Planning for precise contrasts in two-way factorial designs: a Tutorial

I’ve created a first version of Shiny App for sample size planning for precise contrast estimates in one and two-way designs. So, if you want to plan for interaction contrasts for two-way designs, take a look here: https://gmulder.shinyapps.io/PlanningFactorialContrasts/

Important: this is a first version that contains no error checking (but you know what you’re doing, so that’s not a problem). Also, I have not tested the results of the app with simulation studies. As soon as I have done that, I will share the code of the app.

Update: The values for the factorial two-way within subjects designs are checked with simulation studies (for f = .40, assurance = .80, and correlation rho = .50).

Note: if you have a single factor design, you may also consider looking here: http://small-s.science/?p=19

Note: if you have a two-groups independent design, go here for an introduction to sample size planning and its relation to the power of the t-test: http://small-s.science/?p=25

See for more detailed information about sample size planning for single factor and factorial designs (between, within, and mixed): http://small-s.science/?p=10 and for guidelines for setting target MoE: http://small-s.science/?p=14)

How does the app work?

1. Specifying Target MoE and Assurance 

Target MoE should be specified in a number of standard deviations (usually a fraction; for details see Cumming, 2012; Cumming & Calin-Jageman, 2017). The symbol f will be used to refer to this standardized MoE. Target MoE (f) must be larger than zero (f will be automatically set to .05 if you accidentally fill in the value 0). 
I suggest using the following guidelines for target MoE (f): 
Description f
Extremely Precise .05
Very Precise .10
Precise .25
Reasonably Precise .40
Borderline Precise .65
You should only use these guidelines if you lack the information you need for specifying a reasonable value for Target MoE.
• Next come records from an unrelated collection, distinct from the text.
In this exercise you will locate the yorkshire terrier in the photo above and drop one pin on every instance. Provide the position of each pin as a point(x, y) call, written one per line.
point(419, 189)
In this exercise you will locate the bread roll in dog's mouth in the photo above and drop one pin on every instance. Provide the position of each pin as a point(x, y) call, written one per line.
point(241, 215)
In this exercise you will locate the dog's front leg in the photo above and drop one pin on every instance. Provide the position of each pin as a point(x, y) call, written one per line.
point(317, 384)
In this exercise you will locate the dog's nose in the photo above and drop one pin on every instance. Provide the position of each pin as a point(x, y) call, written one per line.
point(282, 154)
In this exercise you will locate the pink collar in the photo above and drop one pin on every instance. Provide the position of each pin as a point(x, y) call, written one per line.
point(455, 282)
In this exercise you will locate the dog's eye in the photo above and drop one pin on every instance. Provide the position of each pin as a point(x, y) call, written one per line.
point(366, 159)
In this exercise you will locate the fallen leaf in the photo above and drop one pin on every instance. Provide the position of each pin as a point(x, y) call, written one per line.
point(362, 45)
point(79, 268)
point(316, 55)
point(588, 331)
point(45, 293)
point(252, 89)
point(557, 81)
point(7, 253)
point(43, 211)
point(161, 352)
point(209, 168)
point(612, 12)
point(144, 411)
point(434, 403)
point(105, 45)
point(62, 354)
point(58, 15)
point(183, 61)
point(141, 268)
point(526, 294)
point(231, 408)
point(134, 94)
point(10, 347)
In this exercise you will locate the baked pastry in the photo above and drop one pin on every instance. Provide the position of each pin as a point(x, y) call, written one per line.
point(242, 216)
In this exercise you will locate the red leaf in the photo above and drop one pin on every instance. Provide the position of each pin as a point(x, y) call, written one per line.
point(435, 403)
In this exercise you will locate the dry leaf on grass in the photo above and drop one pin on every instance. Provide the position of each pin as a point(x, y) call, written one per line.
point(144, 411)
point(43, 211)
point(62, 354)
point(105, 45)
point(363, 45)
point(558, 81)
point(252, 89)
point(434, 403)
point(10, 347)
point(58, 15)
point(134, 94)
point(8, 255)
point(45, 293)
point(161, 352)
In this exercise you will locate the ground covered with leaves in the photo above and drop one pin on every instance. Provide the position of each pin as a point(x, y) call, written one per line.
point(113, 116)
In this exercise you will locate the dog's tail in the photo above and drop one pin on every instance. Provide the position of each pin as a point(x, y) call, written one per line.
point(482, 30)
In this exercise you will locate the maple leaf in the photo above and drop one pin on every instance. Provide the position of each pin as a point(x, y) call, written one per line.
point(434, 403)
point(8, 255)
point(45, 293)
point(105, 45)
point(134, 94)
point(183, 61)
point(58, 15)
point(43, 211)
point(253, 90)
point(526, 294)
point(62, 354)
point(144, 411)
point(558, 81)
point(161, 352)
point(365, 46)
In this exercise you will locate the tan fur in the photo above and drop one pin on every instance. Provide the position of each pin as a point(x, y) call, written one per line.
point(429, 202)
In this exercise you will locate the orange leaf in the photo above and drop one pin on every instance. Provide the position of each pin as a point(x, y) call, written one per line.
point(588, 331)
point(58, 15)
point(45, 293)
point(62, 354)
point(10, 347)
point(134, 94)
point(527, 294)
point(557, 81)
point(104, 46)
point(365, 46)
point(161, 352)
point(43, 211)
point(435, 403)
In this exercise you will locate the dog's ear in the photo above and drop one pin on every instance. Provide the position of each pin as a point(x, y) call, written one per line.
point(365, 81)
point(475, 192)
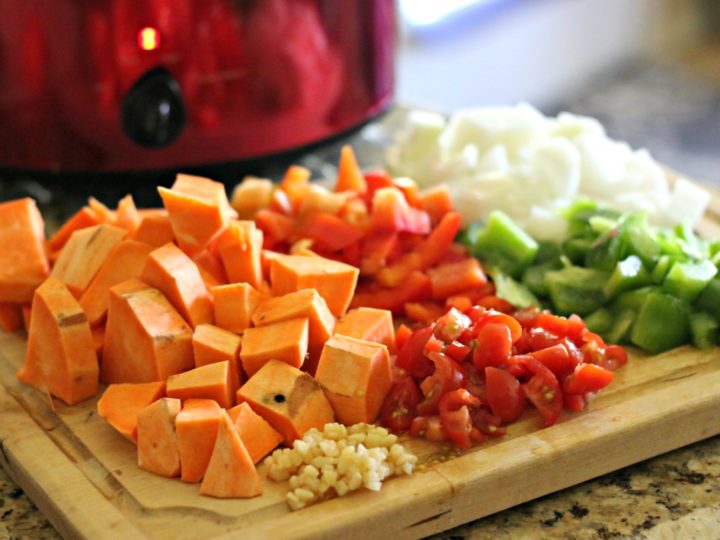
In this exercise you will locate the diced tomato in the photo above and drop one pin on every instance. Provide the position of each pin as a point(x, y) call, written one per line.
point(504, 394)
point(574, 402)
point(528, 316)
point(495, 317)
point(616, 356)
point(572, 327)
point(457, 351)
point(451, 325)
point(496, 303)
point(429, 427)
point(401, 336)
point(455, 415)
point(587, 378)
point(487, 423)
point(411, 357)
point(557, 359)
point(493, 345)
point(447, 376)
point(423, 312)
point(543, 390)
point(399, 407)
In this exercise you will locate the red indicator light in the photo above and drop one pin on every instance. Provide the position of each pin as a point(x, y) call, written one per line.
point(148, 38)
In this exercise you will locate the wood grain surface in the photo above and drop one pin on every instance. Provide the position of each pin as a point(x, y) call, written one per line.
point(83, 475)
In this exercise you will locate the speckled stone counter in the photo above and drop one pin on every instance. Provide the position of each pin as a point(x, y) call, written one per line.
point(676, 495)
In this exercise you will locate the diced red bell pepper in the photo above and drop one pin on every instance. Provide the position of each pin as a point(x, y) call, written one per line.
point(350, 177)
point(415, 288)
point(330, 232)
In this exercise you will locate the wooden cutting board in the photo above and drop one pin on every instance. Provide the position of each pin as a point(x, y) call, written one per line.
point(83, 477)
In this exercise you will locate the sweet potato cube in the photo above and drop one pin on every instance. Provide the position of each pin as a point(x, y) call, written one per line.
point(334, 281)
point(251, 195)
point(146, 339)
point(172, 272)
point(158, 450)
point(369, 324)
point(23, 263)
point(230, 472)
point(290, 400)
point(212, 344)
point(83, 255)
point(211, 381)
point(356, 375)
point(198, 209)
point(235, 305)
point(197, 425)
point(285, 341)
point(211, 269)
point(120, 405)
point(60, 356)
point(124, 262)
point(259, 437)
point(11, 318)
point(155, 229)
point(305, 303)
point(240, 248)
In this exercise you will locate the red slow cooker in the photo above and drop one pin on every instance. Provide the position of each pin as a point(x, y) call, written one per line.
point(129, 85)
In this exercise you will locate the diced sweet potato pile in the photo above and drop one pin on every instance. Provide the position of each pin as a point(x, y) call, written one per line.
point(222, 327)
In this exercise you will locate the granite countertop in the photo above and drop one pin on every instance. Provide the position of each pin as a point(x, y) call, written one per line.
point(676, 495)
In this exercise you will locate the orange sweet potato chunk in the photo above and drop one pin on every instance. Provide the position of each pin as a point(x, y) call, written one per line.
point(235, 305)
point(334, 281)
point(83, 218)
point(356, 375)
point(11, 318)
point(212, 344)
point(259, 437)
point(240, 248)
point(197, 426)
point(369, 324)
point(155, 229)
point(198, 209)
point(60, 355)
point(285, 341)
point(124, 262)
point(23, 262)
point(158, 450)
point(120, 405)
point(211, 381)
point(290, 400)
point(172, 272)
point(230, 472)
point(83, 255)
point(146, 339)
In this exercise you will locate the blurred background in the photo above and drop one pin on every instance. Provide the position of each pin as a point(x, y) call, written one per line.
point(648, 69)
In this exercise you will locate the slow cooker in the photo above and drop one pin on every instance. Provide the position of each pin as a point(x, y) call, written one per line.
point(132, 85)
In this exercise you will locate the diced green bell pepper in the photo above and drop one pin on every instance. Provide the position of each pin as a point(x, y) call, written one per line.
point(599, 321)
point(709, 298)
point(662, 323)
point(704, 330)
point(628, 274)
point(662, 267)
point(686, 280)
point(504, 244)
point(576, 289)
point(619, 332)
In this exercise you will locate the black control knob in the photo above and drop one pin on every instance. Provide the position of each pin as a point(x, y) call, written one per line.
point(153, 112)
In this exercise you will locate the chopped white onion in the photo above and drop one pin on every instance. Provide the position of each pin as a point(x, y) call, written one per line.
point(517, 160)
Assurance is the probability that (to be) obtained MoE will be no larger than Target MoE. I suggest setting Assurance minimally at .80.

Assumptions of the App

The app uses the within condition standard deviation as the standardizer for MoE. For the factorial designs this is the variance within each combination of the factor levels. The app assumes equal variances and, for the mixed and within subject designs equal covariances as well.
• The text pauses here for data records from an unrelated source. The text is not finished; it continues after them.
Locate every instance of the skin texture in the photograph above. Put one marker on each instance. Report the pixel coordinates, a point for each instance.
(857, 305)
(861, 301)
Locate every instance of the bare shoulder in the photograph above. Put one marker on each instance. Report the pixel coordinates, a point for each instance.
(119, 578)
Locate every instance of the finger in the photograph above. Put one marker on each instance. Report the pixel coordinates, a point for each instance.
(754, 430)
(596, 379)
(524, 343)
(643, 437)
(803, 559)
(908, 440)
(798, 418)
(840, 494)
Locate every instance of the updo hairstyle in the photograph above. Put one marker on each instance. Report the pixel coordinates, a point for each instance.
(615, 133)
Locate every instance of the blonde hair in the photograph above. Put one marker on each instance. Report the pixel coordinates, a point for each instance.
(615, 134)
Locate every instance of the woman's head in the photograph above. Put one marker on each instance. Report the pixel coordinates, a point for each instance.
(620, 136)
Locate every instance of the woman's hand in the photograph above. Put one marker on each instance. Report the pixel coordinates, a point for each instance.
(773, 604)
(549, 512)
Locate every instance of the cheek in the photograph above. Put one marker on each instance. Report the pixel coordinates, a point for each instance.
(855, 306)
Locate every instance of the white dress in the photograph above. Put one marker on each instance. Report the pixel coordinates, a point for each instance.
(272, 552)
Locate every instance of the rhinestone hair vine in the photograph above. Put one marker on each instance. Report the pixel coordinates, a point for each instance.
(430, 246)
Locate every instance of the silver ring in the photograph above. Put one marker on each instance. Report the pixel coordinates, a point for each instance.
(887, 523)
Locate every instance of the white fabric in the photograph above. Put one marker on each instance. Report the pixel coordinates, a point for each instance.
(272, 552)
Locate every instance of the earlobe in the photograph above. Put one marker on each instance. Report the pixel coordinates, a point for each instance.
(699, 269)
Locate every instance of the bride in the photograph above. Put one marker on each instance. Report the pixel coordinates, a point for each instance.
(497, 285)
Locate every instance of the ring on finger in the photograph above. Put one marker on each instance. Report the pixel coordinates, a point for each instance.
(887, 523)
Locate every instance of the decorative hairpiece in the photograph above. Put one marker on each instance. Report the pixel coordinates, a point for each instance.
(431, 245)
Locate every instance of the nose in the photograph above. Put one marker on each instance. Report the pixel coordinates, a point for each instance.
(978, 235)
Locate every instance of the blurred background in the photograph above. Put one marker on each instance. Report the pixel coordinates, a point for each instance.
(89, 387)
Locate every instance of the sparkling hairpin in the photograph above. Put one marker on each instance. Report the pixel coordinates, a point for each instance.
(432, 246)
2. Specifying number of factors, design, correlation and levels of each factor 

You can plan for designs with one factor (between and within designs) and two factors (between, within, and mixed designs).  
If you have a mixed design, the first factor (Factor A) is considered to be the between subjects factor and the second factor (Factor B) the within subjects factor. 
The app also requires a value for the cross-condition correlation in the within or mixed designs. 

3. Specifying contrasts 

Main comparisons 

The default contrasts for main comparisons are Helmert contrasts, but you can specify any contrast you like. Use commas to separate the contrast weights and use semi-colons to separate the weights of different contrasts. For example, the “1, -1/2, -1/2; 0, 1, -1” indicates two contrasts, the first contrast has weights {1, -1/2, -1/2}, the second contrast has weights {0, 1, -1}. 
It is recommended that the absolute values of the contrast weights of each contrast sum to 2.0 (except for interaction contrasts, where the absolute values should sum to 4.0). 
You will only have to specify contrasts for the marginal means of each factor. The app calculates appropriate values for the contrast weights of each cell in the design based on the weights for the marginal means. For example, in a 2×2 design the weights for the marginal means for each factor may be {1, -1]. The app translates this to {0.5, 0.5, -0.5, -0.5}, to account for the fact that the contrast etimates involves the combination of each of the 2×2 cell means.

Interaction contrasts 

The app calculates the interaction contrasts on the basis of the contrasts specified for the main comparisons. So, if you want to plan for your favorite interaction, simply type in the weights for the two main comparisons involved. Suppose you have a 2×2 design, for example, and you want to plan for an interaction contrasts with weigths {1, -1, -1, 1}, type in “1, -1” for factor A and “1, -1” for factor B. 
As another example, suppose factor A has two levels and factor B has three, and you want to estimate the extent to which the difference between the first level of B and the means of the other two levels differes between the levels of A. You type in “1, -1” for factor A, and  “1, -1/2, -1/2” for factor B, and the app will calculate the interaction contrast with weights {1, -1/2, -1/2, -1, 1/2, 1/2}. 
After planning the results: you can check whether the contrasts are what you intended by looking at the “Contrast Summary” output-tab. 

4. Output 

The output contains sample sizes  per  treatment (combination) and total samples required for target MoE and assurance. You will get samples sizes per contrast. 
On the “Contrasts Summary” tab the app shows information about the contrast weights. 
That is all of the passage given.